"THE FOG OF WAR’S" ELEVEN LESSONS

Lesson #1. Empathize with your enemy. This segment deals primarily with the Cuban missile crisis, and features shots of a calendar paperweight JFK gave McNamara with the crucial days highlighted. Also, a truly gorgeous cable from Kruschev that made me miss the era of statesmen.

Lesson #2. Rationality will not save us. McNamara says he learned only in 1992 about the presence and number of missiles in Cuba back in 1962. "Cold War? Hell, it was a hot war!" Also, unnervingly cherubic McNamara baby pictures.

Lesson #3. There's something beyond oneself. That "S." in Robert S. McNamara? It stands for Strange. Really. He goes to Stanford, marries, and heads up Army Air Force Statistical Control at Harvard Business School. He also remembers the prices of everything. Everything!

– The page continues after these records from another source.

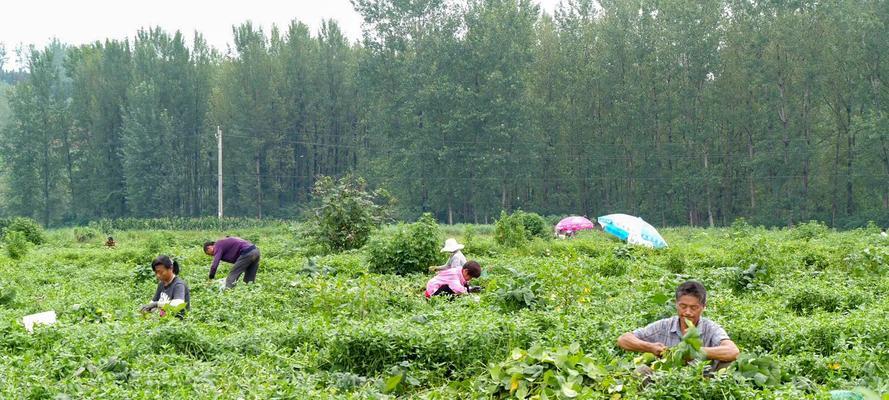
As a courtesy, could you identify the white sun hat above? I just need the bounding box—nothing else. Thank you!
[441,238,463,253]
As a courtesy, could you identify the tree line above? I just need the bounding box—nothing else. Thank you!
[0,0,889,227]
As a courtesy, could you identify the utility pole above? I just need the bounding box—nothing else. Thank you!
[216,126,222,220]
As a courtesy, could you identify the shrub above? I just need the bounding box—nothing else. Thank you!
[494,210,550,247]
[494,211,528,247]
[787,287,867,315]
[3,217,46,244]
[596,256,627,276]
[3,231,31,260]
[311,176,393,251]
[513,210,551,239]
[491,268,543,311]
[74,227,99,243]
[368,213,441,275]
[478,343,634,399]
[790,221,830,240]
[0,282,15,306]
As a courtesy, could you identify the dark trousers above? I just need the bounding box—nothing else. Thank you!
[225,248,259,288]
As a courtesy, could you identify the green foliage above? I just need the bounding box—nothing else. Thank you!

Lesson #4. Maximize efficiency. Or, if you drop your specially designed to fly at 29,000 feet to avoid pilot casualties B-29s down to 5,000 feet, you can firebomb the shit out of Japan. Some of your guys might get shot, though. Morris very effectively throws up Japanese city names, what percentage [90%, say] was destroyed, and then the name of an equivalent-size American city or town.

Lesson #5. Proportionality should be a guideline in war. Firebombing the shit out of Japan? OK. Adding two A-bombs to the mix? Excessive. McNamara actually says that if we had lost, he and Curtis LeMay would have been prosecuted as war criminals. Oh yeah, and we learn about his brief leadership of Ford Motor Company.

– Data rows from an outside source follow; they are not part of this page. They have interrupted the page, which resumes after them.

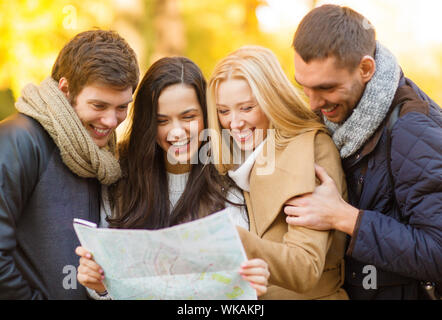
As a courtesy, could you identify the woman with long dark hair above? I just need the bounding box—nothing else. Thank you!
[76,57,269,295]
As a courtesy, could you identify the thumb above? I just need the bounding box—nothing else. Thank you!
[315,163,333,184]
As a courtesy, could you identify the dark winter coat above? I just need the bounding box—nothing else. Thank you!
[343,77,442,299]
[0,114,99,299]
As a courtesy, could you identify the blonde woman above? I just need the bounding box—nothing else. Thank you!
[207,46,348,299]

Lesson #6. Get the data. Or, who buys cheap VWs, and how do we get their business? Also, the story of Ford's collection of car accident data, which included dropping human skulls down stairwells at the Cornell Aeronautical Lab to test impacts. Also, McNamara chose the spot in Arlington National Cemetery in which JFK is buried.

Lesson #7. Belief and seeing are both often wrong. Hearts and minds and rolling thunder in Viet Nam. LBJ and the Gulf of Tonkin opening the way for our Afghani and Iraqi imbroglios today.

Lesson #8. Be prepared to reexamine your reasoning. As I said, he comes out against unilateralism, but never against a president, sitting or otherwise. Also, he can't remember authorizing Agent Orange. That's right, I said he can't remember.

Lesson #9. In order to do good, you may have to engage in evil. Morris uses especially tight close ups as McNamara talks about the Quaker immolating himself to protest the war in 1965. "It was a tense period for my family."

Lesson #10. Never say never. Or never answer the question you've been asked. Answer the question you wish had been asked of you. McNamara laments that historians are never interested in counterfactuals--what might have been.

Lesson #11. You can't change human nature. In the fog of war, judgment and understanding were not accurate. He quotes T.S. Eliot: "We shall not cease from exploration, and the end of our exploring shall be to arrive where we started and know the place for the first time."